Waspada! WHO dan BPOM Menyebut 4 Jenis Obat Sirup Terkait Kematian Anak dan Gagal Ginjal Akut

Ilustrasi dokter ginjal atau urologi tengah melakukan pemeriksaan.-pixabay-

JAKARTA, FIN.CO.ID - Badan Pengawas Obat dan Makanan (BPOM) secara resmi memberitahukan, adanya informasi dari Badan Kesehatan Dunia (WHO) mengenai obat sirup untuk anak yang terkontaminasi dietilen glikol dan etilen glikol di Gambia, Afrika.

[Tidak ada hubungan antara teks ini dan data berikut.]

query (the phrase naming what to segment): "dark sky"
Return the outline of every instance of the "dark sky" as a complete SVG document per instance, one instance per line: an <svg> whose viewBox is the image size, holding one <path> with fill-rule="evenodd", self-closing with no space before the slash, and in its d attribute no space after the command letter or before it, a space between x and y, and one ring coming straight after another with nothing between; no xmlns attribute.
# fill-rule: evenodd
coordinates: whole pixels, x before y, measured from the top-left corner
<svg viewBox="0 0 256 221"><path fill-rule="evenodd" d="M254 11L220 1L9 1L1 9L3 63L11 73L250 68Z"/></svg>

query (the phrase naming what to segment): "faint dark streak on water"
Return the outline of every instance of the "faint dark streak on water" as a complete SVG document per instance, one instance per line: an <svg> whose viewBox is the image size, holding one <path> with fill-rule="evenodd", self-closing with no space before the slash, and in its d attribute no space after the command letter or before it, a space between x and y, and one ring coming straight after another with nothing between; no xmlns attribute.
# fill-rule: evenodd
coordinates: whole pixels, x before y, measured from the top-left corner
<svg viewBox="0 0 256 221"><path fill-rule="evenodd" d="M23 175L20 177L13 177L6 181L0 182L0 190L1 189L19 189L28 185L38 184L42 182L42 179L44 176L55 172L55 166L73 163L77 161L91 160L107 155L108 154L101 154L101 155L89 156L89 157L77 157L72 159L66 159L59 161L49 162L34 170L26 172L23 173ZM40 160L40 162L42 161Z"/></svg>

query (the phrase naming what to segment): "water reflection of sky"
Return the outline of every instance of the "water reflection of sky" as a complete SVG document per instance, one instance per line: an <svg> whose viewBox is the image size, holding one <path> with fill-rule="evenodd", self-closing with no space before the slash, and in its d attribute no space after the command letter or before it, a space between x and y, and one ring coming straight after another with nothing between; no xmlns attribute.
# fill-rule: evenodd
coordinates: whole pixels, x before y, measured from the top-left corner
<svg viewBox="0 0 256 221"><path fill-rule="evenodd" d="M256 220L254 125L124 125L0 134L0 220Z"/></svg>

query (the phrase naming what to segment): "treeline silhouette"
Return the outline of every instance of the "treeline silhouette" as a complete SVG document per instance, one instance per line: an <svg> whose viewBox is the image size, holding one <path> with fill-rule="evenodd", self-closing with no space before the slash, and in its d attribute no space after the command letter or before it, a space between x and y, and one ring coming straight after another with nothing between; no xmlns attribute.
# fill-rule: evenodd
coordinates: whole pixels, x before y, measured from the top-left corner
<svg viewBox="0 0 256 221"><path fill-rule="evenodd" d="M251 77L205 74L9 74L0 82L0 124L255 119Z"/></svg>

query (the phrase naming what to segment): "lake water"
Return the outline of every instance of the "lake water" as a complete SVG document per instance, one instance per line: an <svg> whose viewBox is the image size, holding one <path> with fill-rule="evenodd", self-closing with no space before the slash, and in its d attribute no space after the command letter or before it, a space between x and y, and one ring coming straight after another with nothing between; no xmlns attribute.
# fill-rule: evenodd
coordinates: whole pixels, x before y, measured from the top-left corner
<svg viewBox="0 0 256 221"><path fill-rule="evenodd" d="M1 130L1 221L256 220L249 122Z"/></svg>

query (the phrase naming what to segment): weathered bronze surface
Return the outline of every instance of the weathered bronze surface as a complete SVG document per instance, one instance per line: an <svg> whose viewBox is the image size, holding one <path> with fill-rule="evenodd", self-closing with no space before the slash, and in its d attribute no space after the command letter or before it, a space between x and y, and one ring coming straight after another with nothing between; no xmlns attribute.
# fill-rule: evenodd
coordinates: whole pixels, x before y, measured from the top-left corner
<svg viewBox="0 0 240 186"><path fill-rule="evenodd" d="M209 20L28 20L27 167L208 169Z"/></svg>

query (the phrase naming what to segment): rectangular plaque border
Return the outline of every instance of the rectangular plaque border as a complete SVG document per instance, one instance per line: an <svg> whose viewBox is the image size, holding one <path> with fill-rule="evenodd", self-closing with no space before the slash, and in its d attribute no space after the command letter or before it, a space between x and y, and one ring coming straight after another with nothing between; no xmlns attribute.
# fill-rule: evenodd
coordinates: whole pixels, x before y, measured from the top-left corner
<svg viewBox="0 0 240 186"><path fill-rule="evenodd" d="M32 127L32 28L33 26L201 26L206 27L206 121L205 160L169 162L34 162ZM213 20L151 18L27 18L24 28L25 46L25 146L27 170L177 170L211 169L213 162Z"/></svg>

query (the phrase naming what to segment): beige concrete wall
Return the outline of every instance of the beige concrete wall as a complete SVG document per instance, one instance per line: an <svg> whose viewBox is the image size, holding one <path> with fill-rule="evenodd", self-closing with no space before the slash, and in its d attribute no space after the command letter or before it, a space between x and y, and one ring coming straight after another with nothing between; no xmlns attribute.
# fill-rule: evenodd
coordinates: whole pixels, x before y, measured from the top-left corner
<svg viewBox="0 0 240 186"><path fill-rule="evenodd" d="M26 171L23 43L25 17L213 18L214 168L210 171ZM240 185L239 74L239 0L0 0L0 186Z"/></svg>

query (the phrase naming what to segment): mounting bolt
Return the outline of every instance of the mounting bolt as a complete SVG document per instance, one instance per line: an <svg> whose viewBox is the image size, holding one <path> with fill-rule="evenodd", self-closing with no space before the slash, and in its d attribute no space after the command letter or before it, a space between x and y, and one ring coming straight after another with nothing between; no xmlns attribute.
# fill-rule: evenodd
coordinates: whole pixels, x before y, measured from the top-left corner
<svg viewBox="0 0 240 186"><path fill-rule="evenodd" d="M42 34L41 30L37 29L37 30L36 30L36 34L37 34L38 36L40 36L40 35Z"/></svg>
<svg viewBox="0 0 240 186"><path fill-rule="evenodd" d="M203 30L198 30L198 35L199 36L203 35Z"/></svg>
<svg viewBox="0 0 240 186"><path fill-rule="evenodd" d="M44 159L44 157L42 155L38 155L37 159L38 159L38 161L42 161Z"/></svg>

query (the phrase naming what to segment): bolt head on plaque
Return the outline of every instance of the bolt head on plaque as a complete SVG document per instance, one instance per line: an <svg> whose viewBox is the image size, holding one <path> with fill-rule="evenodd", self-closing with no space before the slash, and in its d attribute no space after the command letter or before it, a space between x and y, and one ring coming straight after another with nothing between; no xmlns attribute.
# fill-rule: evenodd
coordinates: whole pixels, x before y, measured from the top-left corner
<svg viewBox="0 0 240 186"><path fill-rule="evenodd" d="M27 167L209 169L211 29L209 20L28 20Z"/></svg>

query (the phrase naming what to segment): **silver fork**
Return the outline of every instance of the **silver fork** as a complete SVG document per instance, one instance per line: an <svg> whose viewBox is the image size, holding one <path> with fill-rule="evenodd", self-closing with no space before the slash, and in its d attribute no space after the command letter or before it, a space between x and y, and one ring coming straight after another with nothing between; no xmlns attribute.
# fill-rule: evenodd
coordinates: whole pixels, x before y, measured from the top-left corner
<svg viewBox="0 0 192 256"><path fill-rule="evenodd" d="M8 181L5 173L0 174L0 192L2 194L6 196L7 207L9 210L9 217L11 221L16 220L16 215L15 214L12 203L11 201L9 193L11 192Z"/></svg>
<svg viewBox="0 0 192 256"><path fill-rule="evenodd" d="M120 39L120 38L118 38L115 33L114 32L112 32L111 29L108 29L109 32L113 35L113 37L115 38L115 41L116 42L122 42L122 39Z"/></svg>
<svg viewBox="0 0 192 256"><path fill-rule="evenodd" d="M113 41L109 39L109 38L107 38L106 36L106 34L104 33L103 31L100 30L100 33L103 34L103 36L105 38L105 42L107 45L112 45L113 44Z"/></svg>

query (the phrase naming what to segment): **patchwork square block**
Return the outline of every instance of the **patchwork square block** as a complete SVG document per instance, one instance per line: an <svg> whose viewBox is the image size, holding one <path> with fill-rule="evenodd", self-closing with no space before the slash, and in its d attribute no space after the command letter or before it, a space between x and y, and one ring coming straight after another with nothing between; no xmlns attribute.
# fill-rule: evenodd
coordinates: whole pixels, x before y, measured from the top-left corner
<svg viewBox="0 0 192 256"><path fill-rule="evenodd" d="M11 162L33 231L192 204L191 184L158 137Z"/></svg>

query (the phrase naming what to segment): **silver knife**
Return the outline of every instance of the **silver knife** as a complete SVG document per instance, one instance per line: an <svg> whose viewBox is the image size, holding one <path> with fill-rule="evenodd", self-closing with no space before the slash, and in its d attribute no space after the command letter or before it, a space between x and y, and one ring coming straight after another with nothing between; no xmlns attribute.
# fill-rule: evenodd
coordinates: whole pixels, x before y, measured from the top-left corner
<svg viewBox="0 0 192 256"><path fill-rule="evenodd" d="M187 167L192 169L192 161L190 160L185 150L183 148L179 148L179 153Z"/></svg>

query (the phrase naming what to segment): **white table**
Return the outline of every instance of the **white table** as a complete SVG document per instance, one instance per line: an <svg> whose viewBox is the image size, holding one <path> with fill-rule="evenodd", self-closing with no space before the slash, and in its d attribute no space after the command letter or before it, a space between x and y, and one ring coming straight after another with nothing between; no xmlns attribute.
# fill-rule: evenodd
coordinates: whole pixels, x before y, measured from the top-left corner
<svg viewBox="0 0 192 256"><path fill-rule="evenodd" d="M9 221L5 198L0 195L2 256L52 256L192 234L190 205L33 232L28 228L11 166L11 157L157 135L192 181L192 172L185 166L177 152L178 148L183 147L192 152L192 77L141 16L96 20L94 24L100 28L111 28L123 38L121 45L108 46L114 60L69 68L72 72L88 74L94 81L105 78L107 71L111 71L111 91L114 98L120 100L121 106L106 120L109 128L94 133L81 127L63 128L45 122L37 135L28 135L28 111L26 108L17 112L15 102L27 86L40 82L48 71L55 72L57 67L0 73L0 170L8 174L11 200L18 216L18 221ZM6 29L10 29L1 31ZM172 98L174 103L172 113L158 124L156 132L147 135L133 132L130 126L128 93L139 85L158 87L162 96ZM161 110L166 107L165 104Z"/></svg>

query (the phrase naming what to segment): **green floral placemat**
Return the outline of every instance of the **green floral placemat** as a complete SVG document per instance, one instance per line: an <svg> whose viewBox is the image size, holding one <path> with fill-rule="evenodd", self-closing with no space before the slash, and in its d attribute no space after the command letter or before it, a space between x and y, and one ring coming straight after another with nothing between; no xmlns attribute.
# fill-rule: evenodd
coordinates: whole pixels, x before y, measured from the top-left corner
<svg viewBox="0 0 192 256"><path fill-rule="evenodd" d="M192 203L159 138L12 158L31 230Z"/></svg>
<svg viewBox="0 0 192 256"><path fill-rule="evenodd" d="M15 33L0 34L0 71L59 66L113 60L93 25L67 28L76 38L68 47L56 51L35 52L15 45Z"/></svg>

Pemerintah Gambia sebelumnya telah melaporkan kematian puluhan anak dalam beberapa bulan terakhir.

BACA JUGA:BPOM: Produk Maiden Pharmaceutical Tidak Terdaftar, Termasuk Makoff Baby Cough Syrup dan Magrip N Cold Syrup

Gambia kini dalam proses penyelidikan terkait kasus di balik kematian puluhan anak-anak tidak berdosa ini.

Menurut kabarnya, kematian tersebut disinyalir ada kaitannya dengan penggunaan obat sirup parasetamol. Kabar itu datang dari otoritas kesehatan negara Afrika Barat tersebut.

Dikutip dari laman resmi, BPOM menginformasikan hal-hal sebagai berikut:

Sirup obat untuk anak yang disebutkan dalam informasi dari WHO, terdiri dari Promethazine Oral Solution, Kofexmalin Baby Cough Syrup, Makoff Baby Cough Syrup, dan Magrip N Cold Syrup. 

BACA JUGA:66 Anak di Afrika Tewas Usai Konsumsi Obat Batuk Sirup Paracetamol, Ini Kata BPOM RI

Keempat produk tersebut diproduksi oleh Maiden Pharmaceuticals Limited, India.

BPOM melakukan pengawasan secara komprehensif pre- dan post-market terhadap produk obat yang beredar di Indonesia. 

Berdasarkan penelusuran BPOM, keempat produk tersebut tidak terdaftar di Indonesia dan hingga saat ini produk dari produsen Maiden Pharmaceutical Ltd, India tidak ada yang terdaftar di BPOM.

BPOM RI terus memantau perkembangan kasus Substandard (contaminated) paediatric medicines mengenai produk sirup obat untuk anak terkontaminasi/substandard yang teridentifikasi di Gambia, Afrika.

Serta melakukan update informasi terkait penggunaan produk sirup obat untuk anak melalui komunikasi dengan World Health Organization (WHO) dan Badan Otoritas Obat negara lain.

Masyarakat diimbau agar tidak resah menanggapi pemberitaan yang ada, jika masyarakat memerlukan informasi lebih lanjut dapat menghubungi apoteker, dokter, dan tenaga kesehatan lainnya.